Von Dieter Kunze und Dennis Lotzmann 02.09.2011, 04:32

Gemeinde Huy/Anderbeck. Anlässlich der 925-Jahr-Feier von Anderbeck, die morgen um 10 Uhr mit einem ökumenischen Gottesdienst und einem Festakt eröffnet wird, gibt es morgen auch ein Schultreffen sowie ein Fest aus Anlass des 60-jährigen Bestehens des DRK-Landkinderheims. Ab 11.30 Uhr öffnet das DRK-Landkinderheim im Rahmen eines Tages der offenen Tür seine Pforten.

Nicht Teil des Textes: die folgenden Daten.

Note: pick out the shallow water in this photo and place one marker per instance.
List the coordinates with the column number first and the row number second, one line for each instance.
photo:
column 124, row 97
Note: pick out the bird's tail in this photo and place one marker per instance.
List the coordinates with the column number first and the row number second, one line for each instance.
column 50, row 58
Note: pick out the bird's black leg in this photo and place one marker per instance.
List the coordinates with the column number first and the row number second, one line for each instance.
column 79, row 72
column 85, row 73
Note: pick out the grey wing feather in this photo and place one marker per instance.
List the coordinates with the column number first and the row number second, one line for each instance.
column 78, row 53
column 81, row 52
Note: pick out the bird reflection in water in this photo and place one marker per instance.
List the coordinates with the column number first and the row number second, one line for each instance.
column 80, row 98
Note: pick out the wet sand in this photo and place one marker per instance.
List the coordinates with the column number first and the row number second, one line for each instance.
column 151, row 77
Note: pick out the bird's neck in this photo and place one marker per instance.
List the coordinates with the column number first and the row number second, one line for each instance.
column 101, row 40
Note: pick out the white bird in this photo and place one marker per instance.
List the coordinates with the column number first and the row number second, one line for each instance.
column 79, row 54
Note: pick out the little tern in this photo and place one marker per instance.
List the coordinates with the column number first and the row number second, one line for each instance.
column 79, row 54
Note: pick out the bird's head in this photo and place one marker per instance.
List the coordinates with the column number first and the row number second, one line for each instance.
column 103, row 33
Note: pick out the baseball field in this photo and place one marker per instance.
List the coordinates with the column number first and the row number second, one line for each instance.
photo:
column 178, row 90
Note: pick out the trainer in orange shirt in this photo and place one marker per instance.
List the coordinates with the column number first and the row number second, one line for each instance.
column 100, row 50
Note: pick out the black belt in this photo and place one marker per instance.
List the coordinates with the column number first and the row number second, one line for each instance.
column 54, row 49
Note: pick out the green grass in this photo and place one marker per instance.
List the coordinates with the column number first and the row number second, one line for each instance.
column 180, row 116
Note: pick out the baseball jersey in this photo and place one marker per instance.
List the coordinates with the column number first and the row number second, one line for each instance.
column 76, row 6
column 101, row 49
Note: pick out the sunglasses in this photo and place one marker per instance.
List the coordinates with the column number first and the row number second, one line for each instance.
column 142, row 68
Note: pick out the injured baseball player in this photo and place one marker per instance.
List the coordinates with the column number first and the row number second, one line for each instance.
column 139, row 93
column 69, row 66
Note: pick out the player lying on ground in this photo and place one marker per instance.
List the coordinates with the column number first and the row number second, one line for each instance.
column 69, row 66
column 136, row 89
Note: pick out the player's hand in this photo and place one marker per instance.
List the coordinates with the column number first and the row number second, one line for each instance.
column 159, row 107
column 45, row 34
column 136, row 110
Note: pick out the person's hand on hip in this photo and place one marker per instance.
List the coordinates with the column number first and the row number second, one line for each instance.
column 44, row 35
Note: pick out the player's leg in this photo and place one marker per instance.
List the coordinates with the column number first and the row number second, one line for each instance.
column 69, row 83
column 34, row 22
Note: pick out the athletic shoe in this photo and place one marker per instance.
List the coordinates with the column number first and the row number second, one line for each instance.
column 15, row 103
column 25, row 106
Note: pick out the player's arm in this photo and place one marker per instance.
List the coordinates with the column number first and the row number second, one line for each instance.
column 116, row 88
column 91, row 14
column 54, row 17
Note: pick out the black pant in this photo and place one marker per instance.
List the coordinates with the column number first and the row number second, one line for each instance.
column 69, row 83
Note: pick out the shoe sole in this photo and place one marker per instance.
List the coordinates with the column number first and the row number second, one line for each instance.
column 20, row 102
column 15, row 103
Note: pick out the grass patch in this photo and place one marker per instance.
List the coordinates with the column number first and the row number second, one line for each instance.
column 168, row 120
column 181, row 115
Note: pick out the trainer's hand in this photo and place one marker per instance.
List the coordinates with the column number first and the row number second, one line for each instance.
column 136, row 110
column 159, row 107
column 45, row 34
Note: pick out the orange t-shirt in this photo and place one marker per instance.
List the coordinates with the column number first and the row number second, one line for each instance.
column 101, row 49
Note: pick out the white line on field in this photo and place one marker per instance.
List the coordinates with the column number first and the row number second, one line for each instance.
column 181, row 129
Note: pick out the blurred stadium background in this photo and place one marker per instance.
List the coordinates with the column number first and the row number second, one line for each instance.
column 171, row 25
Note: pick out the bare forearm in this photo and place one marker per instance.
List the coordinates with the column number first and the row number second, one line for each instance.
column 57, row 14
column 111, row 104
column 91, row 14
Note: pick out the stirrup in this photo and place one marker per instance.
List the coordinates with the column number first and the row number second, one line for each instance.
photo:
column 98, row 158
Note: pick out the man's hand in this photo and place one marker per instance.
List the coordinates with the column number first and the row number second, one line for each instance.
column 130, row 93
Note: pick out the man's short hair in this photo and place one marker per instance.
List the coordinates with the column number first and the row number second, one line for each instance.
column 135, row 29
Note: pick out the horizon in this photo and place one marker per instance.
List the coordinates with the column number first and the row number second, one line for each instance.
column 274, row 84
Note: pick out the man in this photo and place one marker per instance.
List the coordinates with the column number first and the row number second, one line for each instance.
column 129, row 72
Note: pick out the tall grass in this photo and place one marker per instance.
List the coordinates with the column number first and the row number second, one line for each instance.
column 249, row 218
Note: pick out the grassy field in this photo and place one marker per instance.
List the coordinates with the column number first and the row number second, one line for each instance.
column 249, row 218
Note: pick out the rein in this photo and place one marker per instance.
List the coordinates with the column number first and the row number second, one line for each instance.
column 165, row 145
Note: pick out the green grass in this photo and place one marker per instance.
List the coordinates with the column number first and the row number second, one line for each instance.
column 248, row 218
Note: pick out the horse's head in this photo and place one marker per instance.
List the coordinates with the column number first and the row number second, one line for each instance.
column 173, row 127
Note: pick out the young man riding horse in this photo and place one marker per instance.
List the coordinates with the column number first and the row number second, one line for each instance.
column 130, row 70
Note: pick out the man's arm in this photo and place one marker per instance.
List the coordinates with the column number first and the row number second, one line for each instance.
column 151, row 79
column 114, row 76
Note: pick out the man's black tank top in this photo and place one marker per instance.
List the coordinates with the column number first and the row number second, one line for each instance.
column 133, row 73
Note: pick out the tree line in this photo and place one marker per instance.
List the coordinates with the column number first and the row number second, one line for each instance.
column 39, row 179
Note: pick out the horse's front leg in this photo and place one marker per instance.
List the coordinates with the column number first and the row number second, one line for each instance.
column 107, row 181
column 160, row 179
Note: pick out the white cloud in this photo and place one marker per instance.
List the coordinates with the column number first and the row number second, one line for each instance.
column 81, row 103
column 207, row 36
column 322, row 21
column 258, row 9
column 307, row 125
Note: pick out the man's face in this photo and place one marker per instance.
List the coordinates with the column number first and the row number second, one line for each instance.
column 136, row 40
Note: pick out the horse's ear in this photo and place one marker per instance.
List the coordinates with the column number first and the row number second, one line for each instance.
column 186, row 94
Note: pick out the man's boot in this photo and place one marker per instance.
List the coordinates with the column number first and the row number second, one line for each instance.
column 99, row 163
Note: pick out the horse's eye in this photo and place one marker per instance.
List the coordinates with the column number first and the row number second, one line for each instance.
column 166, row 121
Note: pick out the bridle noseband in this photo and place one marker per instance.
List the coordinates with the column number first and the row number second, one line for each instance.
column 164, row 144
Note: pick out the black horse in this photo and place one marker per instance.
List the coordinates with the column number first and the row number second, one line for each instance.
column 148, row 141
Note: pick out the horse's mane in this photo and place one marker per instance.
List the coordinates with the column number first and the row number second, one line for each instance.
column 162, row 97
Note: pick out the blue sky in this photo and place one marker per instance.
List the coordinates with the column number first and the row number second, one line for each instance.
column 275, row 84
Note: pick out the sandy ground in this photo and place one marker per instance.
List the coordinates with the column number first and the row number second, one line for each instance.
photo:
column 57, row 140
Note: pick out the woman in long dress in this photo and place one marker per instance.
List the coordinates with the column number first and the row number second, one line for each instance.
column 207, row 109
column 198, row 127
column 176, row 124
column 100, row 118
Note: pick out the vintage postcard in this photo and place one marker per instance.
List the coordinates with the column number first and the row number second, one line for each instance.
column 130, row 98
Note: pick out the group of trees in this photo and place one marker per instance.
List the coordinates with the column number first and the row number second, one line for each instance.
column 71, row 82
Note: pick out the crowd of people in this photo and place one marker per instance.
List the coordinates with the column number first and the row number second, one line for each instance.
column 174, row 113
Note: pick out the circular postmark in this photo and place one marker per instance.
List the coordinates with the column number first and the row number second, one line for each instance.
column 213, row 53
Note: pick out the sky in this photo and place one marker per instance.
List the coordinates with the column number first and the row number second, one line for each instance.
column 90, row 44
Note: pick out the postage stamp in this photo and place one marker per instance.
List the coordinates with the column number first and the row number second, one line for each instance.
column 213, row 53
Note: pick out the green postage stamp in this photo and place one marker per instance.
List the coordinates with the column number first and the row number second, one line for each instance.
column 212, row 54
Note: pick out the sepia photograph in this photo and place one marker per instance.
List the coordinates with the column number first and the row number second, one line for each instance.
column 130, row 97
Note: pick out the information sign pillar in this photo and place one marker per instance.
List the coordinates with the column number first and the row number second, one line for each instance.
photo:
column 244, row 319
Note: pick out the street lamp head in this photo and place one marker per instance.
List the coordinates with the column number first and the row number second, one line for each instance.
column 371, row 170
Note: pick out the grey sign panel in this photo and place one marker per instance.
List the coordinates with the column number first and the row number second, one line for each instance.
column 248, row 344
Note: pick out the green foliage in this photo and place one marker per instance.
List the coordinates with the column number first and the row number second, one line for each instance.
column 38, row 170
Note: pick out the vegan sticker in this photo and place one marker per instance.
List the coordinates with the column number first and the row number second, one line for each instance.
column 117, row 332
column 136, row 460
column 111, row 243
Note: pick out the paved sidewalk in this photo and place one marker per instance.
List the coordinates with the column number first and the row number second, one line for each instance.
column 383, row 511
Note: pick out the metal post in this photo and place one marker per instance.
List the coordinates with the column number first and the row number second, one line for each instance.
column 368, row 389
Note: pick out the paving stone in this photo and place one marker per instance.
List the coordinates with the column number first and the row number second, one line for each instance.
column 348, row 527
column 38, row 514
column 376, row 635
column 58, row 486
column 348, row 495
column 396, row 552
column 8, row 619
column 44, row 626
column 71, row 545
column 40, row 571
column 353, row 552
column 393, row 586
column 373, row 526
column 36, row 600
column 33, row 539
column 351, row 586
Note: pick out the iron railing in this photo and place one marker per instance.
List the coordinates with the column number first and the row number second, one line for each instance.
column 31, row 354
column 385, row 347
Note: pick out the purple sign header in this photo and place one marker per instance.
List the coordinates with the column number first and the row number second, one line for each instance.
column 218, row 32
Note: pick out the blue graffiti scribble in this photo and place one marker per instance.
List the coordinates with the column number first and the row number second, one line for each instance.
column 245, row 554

Pünktlich zum runden Jubiläum hat das Team um Heimleiterin Rosemarie Behrmann morgen ganz besonderen Grund zum Feiern: Um 15 Uhr soll der offizielle Startschuss für den Bau einer Heimerweiterung gegeben werden. Zu diesem feierlichen ersten Spatenstich sind zahlreiche Gäste eingeladen - neben dem Vorsitzenden des DRK-Kreisverbandes Quedlinburg/Halberstadt, Henning Rühe, auch dessen Geschäftsführer Michael Funke, Landrat Michael Ermrich sowie Vertreter der Kreisverwaltung und Mitarbeiter, die heute oder früher im Heim gearbeitet haben.

Kinderheim-Kinder im kreativen Einheits-Look

Folglich dürfte am Rande des feierlichen Spatenstichs reichlich in der Mappe mit der Aufschrift "Erinnerungen" geblättert werden. Schließlich ist verdammt viel passiert in den vergangenen sechs Jahrzehnten.

Zu den Mitarbeiterinnen, die besonders lange im Heim gearbeitet haben, gehört auch Irmgard Bremert. Die heute 74-Jährige erinnert sich gern an ihre 35 Berufsjahre als Heimerzieherin. "Ich möchte keine Minute davon missen", betont die rüstige Seniorin, die heute in Halberstadt lebt. Zunächst arbeitete die frühere Eilsdorferin in Dingelstedt als Sprechstundenhilfe. Im Sommer 1956 begleitete sie eine Gruppe aus dem Heim bei einem Ferienaufenthalt und bewarb sich anschließend aufgrund der tollen Erfahrungen sofort bei der Heimleitung.

Im September des gleichen Jahres begann sie ihre Arbeit als Erziehungshelferin im Heim und qualifizierte sich später in einem dreijährigen Fernstudium zur Heimerzieherin. "Das war für mich keine einfache Zeit", meint sie rückblickend. Nach dem Zweiten Weltkrieg seien viele Waisenkinder in die Heime gekommen. Anderbeck gehörte mit 40 Plätzen zu den kleineren und offensichtlich gut geführten Einrichtungen.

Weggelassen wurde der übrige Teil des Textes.